MIRADAS

La esperaba nervioso; la había visto pasar a mi lado siete veces y nunca me había mirado. Esta vez sería diferente, la obligaría a prestarme atención.

Recuerdo perfectamente todos y cada uno de nuestros encuentros. Es imposible olvidarlos, se han grabado a fuego en mi mente. Desconozco por qué jamás mostró interés por mí. Siempre marchó con algún compañero de trabajo. Pero la última vez fue la más humillante: marchó con todos, y a mí me dejó tirado, ahogándome en mi propio llanto.

¿Cómo pudo hacerme una cosa así? Jamás me recuperé de aquello. La voz corrió como la pólvora; yo era el único que no… Me derrumbé. Estuve tiempo en manos de psicólogos, de psiquiatras…

Cuando volví al trabajo, el jefe me llamó. Intentó darme ánimos, decirme que la culpa no era mía, que tenía que superarlo. Yo no necesitaba su consuelo, sabía que la culpa no era mía; sabía perfectamente que era suya, de ese… ¡hijo de la gran puta!

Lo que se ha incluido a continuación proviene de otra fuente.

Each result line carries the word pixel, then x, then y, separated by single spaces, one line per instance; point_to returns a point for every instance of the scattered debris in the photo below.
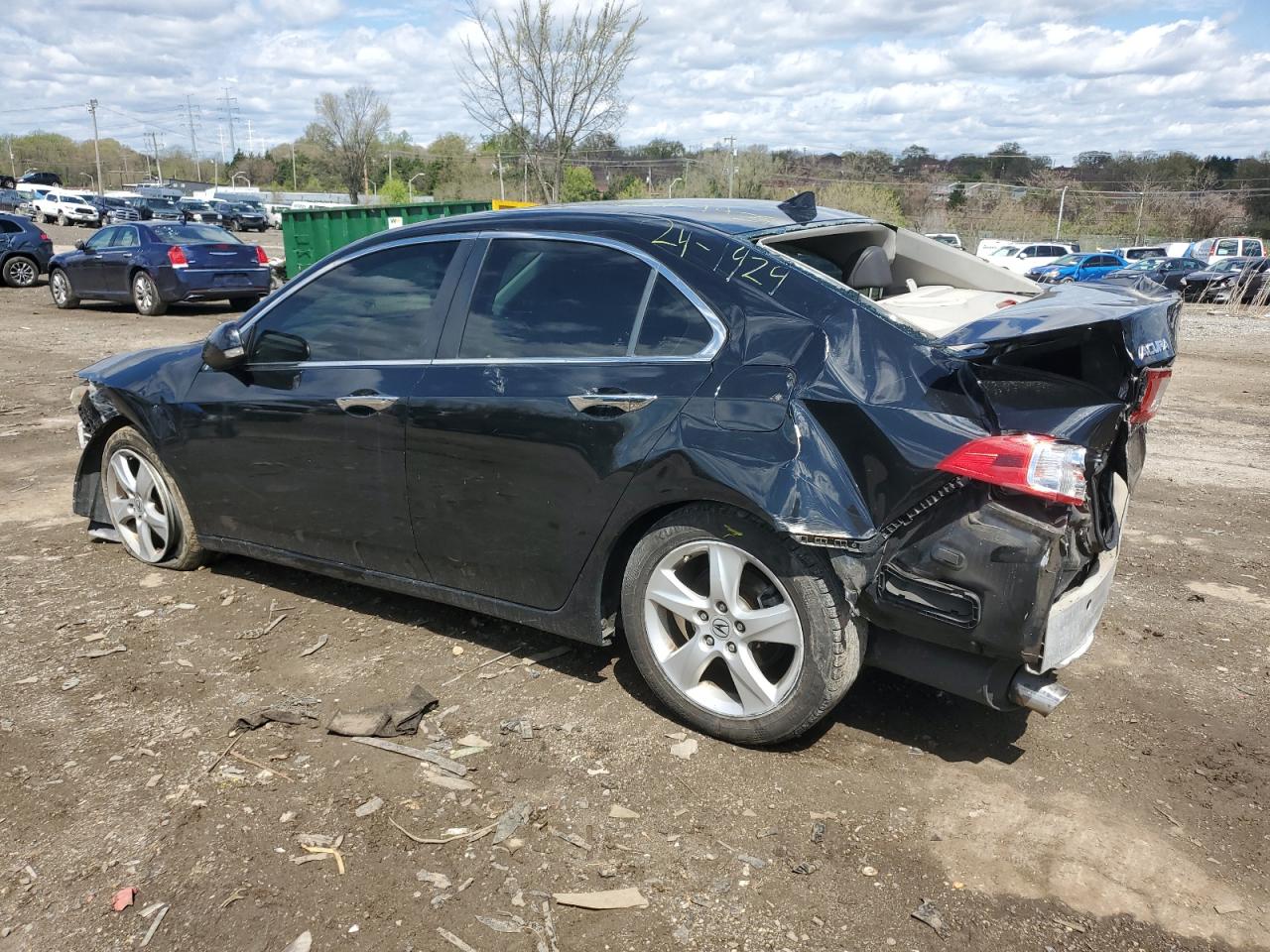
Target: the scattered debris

Cuando lo amordacé y lo até en la silla de su lujoso despacho, cuando encendí la mecha del cartucho de dinamita colocado en su pecho, pude ver en sus ojos cómo reconocía su culpabilidad.

La foto, que descaradamente exhibía sobre su mesa, confirmaba que era verdad lo que todos sospechábamos. Con el dinero presupuestado para la seguridad de la mina se había comprado un chalé enorme en la sierra de la Pedriza, un paraje natural protegido.

Los siete accidentes se podían haber evitado reemplazando los viejos detectores de gas grisú por unos más modernos. Nadie hubiese muerto.

Cuando el despacho voló por los aires y la onda expansiva me reventó por dentro, esperé en el suelo, desmadejado, a que esta vez la parca me mirase y me llevase con ella para siempre.

Cuando apareció, se giró hacia mí, pero no tenía ojos y comprendí que tampoco me miraría. Dejaría que la silicosis, causada por el polvo del carbón que respiré durante años en la mina, me matase poco a poco, tal y como había hecho con mi padre y mi abuelo.